Working in the tradition of representing the petits métiers, Penn photographed fishmongers, firefighters, butchers, bakers, divers, baseball umpires, chefs, bike messengers, and sellers of goods of all kinds.
Penn continued photographing workers in New York and London, collecting the photos into a project called Small Trades.
Penn said of the project:
Like everyone else who has recorded the look of tradesmen and workers, the author of this book was motivated by the fact that individuality and occupational pride seem on the wane.

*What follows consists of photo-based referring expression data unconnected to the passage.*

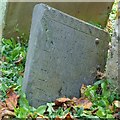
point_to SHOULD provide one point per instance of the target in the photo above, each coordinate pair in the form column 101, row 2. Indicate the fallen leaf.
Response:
column 100, row 75
column 94, row 111
column 68, row 117
column 82, row 90
column 12, row 99
column 2, row 105
column 58, row 118
column 19, row 60
column 7, row 113
column 60, row 101
column 83, row 102
column 116, row 103
column 116, row 116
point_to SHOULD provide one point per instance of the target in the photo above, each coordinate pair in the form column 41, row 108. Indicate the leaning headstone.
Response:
column 63, row 54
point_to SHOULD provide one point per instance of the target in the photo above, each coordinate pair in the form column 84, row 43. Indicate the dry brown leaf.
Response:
column 60, row 101
column 83, row 102
column 68, row 117
column 12, row 99
column 116, row 103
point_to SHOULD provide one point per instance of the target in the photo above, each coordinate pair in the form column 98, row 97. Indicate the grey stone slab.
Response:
column 63, row 53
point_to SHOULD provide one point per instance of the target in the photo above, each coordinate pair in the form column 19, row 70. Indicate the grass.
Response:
column 100, row 94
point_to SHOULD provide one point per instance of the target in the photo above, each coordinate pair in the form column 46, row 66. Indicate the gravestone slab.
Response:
column 63, row 53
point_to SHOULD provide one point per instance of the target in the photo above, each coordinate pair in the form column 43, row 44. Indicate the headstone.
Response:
column 113, row 61
column 63, row 54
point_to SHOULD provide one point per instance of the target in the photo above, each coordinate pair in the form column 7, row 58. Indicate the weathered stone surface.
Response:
column 113, row 61
column 63, row 54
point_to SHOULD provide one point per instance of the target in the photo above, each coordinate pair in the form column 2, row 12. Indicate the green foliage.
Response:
column 11, row 72
column 100, row 94
column 102, row 97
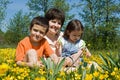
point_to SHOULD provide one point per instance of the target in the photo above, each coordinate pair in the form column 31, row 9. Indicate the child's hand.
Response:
column 86, row 52
column 58, row 48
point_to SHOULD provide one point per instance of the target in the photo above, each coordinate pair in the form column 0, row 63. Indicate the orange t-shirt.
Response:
column 25, row 45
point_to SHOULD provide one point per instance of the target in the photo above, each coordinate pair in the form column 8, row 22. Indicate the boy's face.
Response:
column 54, row 26
column 74, row 35
column 37, row 33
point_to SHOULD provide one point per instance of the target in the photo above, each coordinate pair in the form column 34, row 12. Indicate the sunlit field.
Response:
column 101, row 66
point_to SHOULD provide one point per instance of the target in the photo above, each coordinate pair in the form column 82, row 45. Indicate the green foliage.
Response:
column 52, row 68
column 110, row 62
column 3, row 7
column 101, row 23
column 18, row 28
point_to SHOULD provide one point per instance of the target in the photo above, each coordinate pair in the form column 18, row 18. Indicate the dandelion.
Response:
column 3, row 68
column 62, row 73
column 113, row 73
column 58, row 79
column 101, row 77
column 88, row 77
column 96, row 74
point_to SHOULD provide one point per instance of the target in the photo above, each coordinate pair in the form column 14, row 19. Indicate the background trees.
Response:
column 101, row 19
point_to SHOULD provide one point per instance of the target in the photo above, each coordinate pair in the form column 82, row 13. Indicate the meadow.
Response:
column 108, row 68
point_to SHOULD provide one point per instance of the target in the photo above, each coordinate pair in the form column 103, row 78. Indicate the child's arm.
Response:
column 85, row 50
column 58, row 48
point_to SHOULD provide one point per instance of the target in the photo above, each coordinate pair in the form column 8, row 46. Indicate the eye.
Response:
column 35, row 30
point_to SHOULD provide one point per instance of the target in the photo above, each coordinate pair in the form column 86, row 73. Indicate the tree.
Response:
column 18, row 27
column 39, row 7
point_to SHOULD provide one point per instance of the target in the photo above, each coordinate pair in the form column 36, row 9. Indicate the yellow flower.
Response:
column 58, row 79
column 113, row 73
column 62, row 73
column 115, row 69
column 88, row 77
column 96, row 74
column 101, row 77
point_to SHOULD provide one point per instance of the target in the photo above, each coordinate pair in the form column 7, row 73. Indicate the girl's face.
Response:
column 37, row 33
column 74, row 36
column 54, row 26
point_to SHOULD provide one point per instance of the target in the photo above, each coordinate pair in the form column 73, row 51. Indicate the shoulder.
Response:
column 25, row 40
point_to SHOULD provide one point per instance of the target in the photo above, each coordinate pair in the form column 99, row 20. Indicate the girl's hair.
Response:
column 73, row 25
column 54, row 13
column 42, row 21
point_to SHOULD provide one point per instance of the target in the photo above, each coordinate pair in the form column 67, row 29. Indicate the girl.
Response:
column 71, row 41
column 56, row 19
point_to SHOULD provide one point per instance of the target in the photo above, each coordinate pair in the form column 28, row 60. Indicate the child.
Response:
column 71, row 42
column 31, row 48
column 56, row 19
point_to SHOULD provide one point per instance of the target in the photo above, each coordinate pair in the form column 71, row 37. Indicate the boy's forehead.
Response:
column 58, row 20
column 39, row 27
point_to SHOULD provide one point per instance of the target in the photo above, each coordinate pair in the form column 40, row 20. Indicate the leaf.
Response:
column 103, row 59
column 59, row 66
column 111, row 60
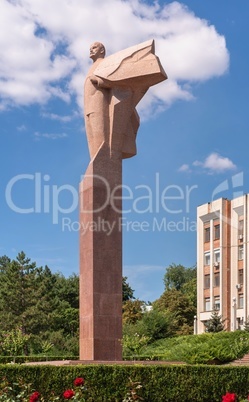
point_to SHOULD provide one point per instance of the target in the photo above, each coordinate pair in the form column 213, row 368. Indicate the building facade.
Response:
column 222, row 262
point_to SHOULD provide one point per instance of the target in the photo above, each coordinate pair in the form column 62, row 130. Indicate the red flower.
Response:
column 229, row 397
column 68, row 394
column 79, row 381
column 34, row 397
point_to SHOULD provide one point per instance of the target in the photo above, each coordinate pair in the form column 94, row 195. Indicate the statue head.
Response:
column 97, row 51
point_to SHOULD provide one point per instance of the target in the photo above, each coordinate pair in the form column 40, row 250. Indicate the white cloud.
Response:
column 49, row 136
column 54, row 116
column 184, row 168
column 214, row 163
column 44, row 47
column 218, row 163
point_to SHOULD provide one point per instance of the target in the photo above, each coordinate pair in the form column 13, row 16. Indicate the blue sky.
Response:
column 192, row 141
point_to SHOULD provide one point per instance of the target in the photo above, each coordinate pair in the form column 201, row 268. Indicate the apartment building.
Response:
column 222, row 262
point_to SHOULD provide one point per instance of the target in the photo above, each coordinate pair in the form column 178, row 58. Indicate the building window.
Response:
column 207, row 304
column 207, row 258
column 207, row 235
column 241, row 253
column 206, row 281
column 216, row 258
column 240, row 229
column 241, row 301
column 240, row 277
column 217, row 303
column 217, row 279
column 216, row 232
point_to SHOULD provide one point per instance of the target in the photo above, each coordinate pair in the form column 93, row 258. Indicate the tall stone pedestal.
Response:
column 101, row 258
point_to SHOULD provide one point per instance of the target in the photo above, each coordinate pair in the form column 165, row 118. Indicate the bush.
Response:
column 160, row 383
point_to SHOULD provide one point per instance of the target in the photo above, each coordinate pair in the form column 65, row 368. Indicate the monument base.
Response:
column 101, row 259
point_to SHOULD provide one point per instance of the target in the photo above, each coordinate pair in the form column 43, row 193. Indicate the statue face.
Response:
column 96, row 51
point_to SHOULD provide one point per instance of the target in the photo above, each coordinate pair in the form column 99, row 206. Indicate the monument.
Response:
column 113, row 87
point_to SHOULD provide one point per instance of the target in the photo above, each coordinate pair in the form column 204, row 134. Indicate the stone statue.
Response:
column 113, row 87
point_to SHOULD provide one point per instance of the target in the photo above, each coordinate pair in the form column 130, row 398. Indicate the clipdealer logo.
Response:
column 48, row 198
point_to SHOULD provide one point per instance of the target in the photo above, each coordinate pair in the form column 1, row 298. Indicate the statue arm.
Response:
column 100, row 82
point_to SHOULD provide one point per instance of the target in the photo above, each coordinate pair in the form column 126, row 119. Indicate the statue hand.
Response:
column 93, row 79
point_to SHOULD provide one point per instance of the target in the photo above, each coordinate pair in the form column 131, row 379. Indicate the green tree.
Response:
column 154, row 325
column 180, row 308
column 177, row 275
column 132, row 311
column 127, row 290
column 216, row 322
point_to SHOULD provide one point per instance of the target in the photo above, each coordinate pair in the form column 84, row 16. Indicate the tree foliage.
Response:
column 216, row 323
column 39, row 310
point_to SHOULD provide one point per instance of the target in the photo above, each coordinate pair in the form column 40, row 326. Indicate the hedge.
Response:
column 35, row 358
column 160, row 383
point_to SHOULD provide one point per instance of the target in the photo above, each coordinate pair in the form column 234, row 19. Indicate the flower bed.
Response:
column 110, row 383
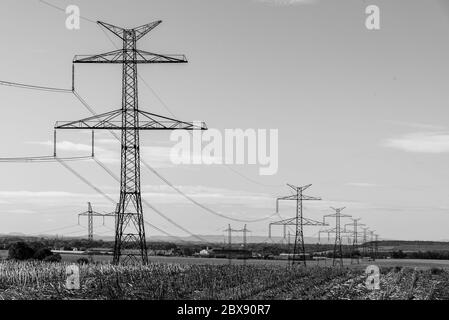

To a degree everyone has proved right, and since these photographs were made, London chimney sweeps have all but disappeared and in New York horseshoers — hard to find in 1950 — now scarcely exist.
A possible companion to Penn’s photographs: Studs Terkel’s Working: People Talk About What They Do All Day and How They Feel About What They Do. (Fun fact: Terkel and his editor got the idea for Working from Richard Scarry’s children’s book, What Do People Do All Day?)
Comments 2
Before Irving Penn, August Sander made many memorable portraits of workers in Germany. The update to Studs Terkel's book is Gig: Americans Talk About Their Jobs, published in 2001 so a bit of a time capsule but still fascinating. One of the best things I read this summer.
August Sander is a major German photographer. His first book Face of our Time (German: Antlitz der Zeit) was published in 1929. Sander has been described as "the most important German portrait photographer of the early twentieth century".
To tell the truth, I think Penn was not so inspired in this Small Trades project... I'd trade three shots of Penn for one from August Sander.